トランジットとは?意味と読み方を初心者向けにわかりやすく解説【天庵】

深紺の夜空にホロスコープの外周を天体が移動する様子を描いた神秘的なイラスト

「トランジットって、結局いまの運勢のこと?」

占星術を調べていると、この言葉によく出会います。しかし、ネイタルやシナストリーとの違いがはっきりしないまま読み進めてしまうと、意味が混ざって余計にわからなくなりがちです。

結論から言うと、トランジットとは「今この瞬間に動いている天体が、あなたの出生図(ネイタルチャート)にどう触れているかを見る読み方」です。

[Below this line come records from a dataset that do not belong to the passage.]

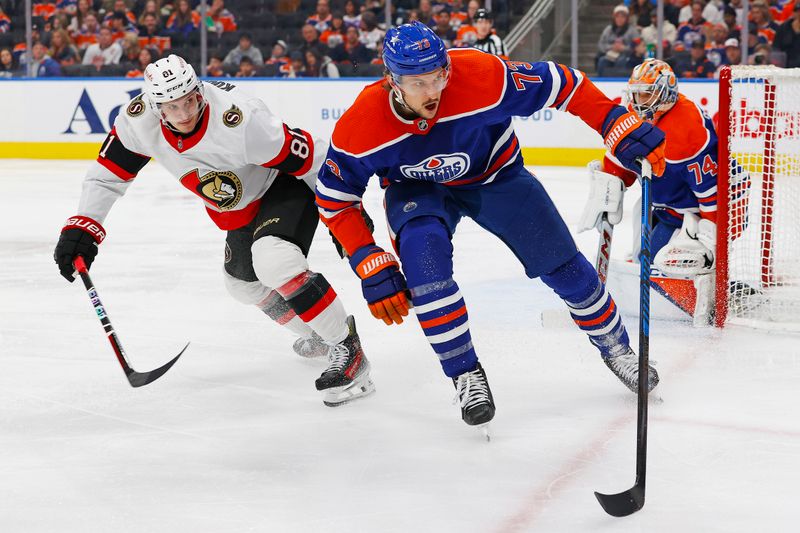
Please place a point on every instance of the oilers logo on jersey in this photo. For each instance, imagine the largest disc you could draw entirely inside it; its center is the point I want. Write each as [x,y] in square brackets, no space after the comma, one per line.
[439,168]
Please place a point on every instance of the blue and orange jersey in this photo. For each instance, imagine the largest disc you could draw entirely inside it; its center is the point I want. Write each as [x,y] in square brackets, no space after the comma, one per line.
[689,183]
[470,141]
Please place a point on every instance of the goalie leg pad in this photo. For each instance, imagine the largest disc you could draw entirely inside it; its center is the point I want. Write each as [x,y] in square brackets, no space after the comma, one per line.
[687,255]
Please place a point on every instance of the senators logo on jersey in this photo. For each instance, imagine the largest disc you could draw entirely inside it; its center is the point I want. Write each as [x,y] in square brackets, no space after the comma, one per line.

未来を断定する技法ではなく、今の時期にどんなテーマや流れが出やすいかを把握するための地図のようなものです。

この記事では、トランジットの基本的な意味から、ネイタルやシナストリーとの違い、初心者が押さえておきたい読み方の入口、そしてよくある誤解までを整理していきます。

目次

トランジットとは

ひとことで言うと何を見るものか

トランジット(Transit)とは、今現在、空を動いている天体の配置のことです。占星術では「経過図」とも呼ばれます。

私たちが生まれた瞬間の天体配置を記録したものが「ネイタルチャート(出生図)」です。それに対して、トランジットは「今この瞬間の天体がどこにあるか」を示しています。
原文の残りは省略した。